Is it okay now to air the family’s dirty laundry?  Remember the Jones next door will know my secrets and the Jones family in Siberia will too.  

Victoria Schmidt writes “if you can’t stand conflict in life, then you won’t be able to write conflict on the page.  Conflict is what stories are made of, so get used to it.  Enjoy it.  When writers can’t stand to do bad things to their characters, they usually are terrified of conflict.  These writers rarely have successful careers.”  Her point is well taken…but who goes out there and taunts viewers to charge them with daggers? 

Okay, yes shock jocks like Howard Stern and Don Imus, well known for antagonizing one group or another do it.  Yes they are successful for not dancing around conflict but what is the price they have to pay? 

Will I ever be that controversial?  Probably not.  Do I have something to say?  I think so.

So, my immediate issue is that I need to make blogging fun again.

We blog because we want attention.  Otherwise why not write in a journal and hide it under the mattress, the way most people did four decades ago? 

I’m changing the tone, but not the look.  I’m evolving and so is this blog.

Welcome to: The World According To Cori Chu. 
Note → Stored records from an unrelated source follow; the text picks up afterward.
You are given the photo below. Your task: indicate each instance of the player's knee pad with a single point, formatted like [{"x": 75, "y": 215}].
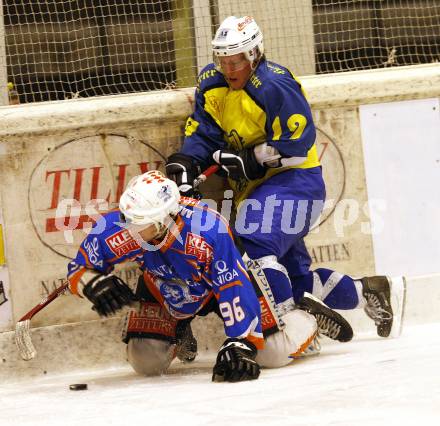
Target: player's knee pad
[
  {"x": 281, "y": 347},
  {"x": 150, "y": 357}
]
Blogging: The Newest Panacea for Good Health

July 6, 2008 Leave a comment

 

Geesh.  Blogs are now the new hip research project.  The hypothesis is that blogging is good for you. 

 

And this is a surprise?  Didn’t anyone read the same studies I read about 25 years ago  (cough, cough)? How writing encourages good health was the research topic.  Isn’t blogging considered writing?  So why wouldn’t you surmise that the results might be similar? 

 

The 25 year old article stressed how even the simple act of writing a list of things to do can greatly improve your well being.

 

Drawing up a checklist can relieve mental stress, it reported.  By looking at the tasks at a glance, you can tell how realistic your expectations are.  When half the list falls to the next day, it comes as no surprise.  You have become mentally prepared for the stress of  not completing everything you had hoped and therefore, alleviating some of the stress that accompanies leftover tasks.  As the tasks are accomplished, you tick them off,  and aside from getting stuff done, you also get a surge of serotonin, a chemical in your brain, which makes you appreciate what you accomplished.  You feel good.  You feel satisfied.

 

So what if you poured your feelings onto a page, spewed forth your anger, your frustrations and recognize your many gratitudes and why you feel so blessed?  Will it have a more noticeable, positive impact?  If I remember correctly, it does.  When you spill your guts onto a blank page, it is like opening a pressure cooker valve release. 

 

At Southern Methodist University and Ohio State University College of Medicine the scientists conducted clinical tests that show that writing contributes directly to your physical health too.  They noticed that their subjects who wrote thoughtfully about their traumatic experience showed increased T-cell production, drop in physician visits, fewer use of sick days, and overall improvement in physical health.

 

This makes sense, because say we accept the assumption that writing relieves stress.  If stress is relieved, then the immune system is not compromised.  Supposedly, stress and over eating can cause the immune system to slow, leaving the body vulnerable to greater opportunities for infection.  So it is safe to say writing is considered a stress coping mechanism.

 

Research also reveals that writing improves memory and sleep and speeds healing after surgery. 

 

All of this is not new.  People have been writing journals and diaries for eons, but what is different is that blogging has allowed the researchers greater access to the process and content.  Bloggers share their thoughts with the world.  And maybe that’s what is making a difference in this round of research studies.  Bloggers hide nothing. 

 

One article referred to blogging as self-medicating.  Interesting viewpoint…maybe this is up for further exploration in another entry?  Suddenly I’m feeling quite tired.  Did I over do it with the self medication with all this thinking and writing?  Until another day.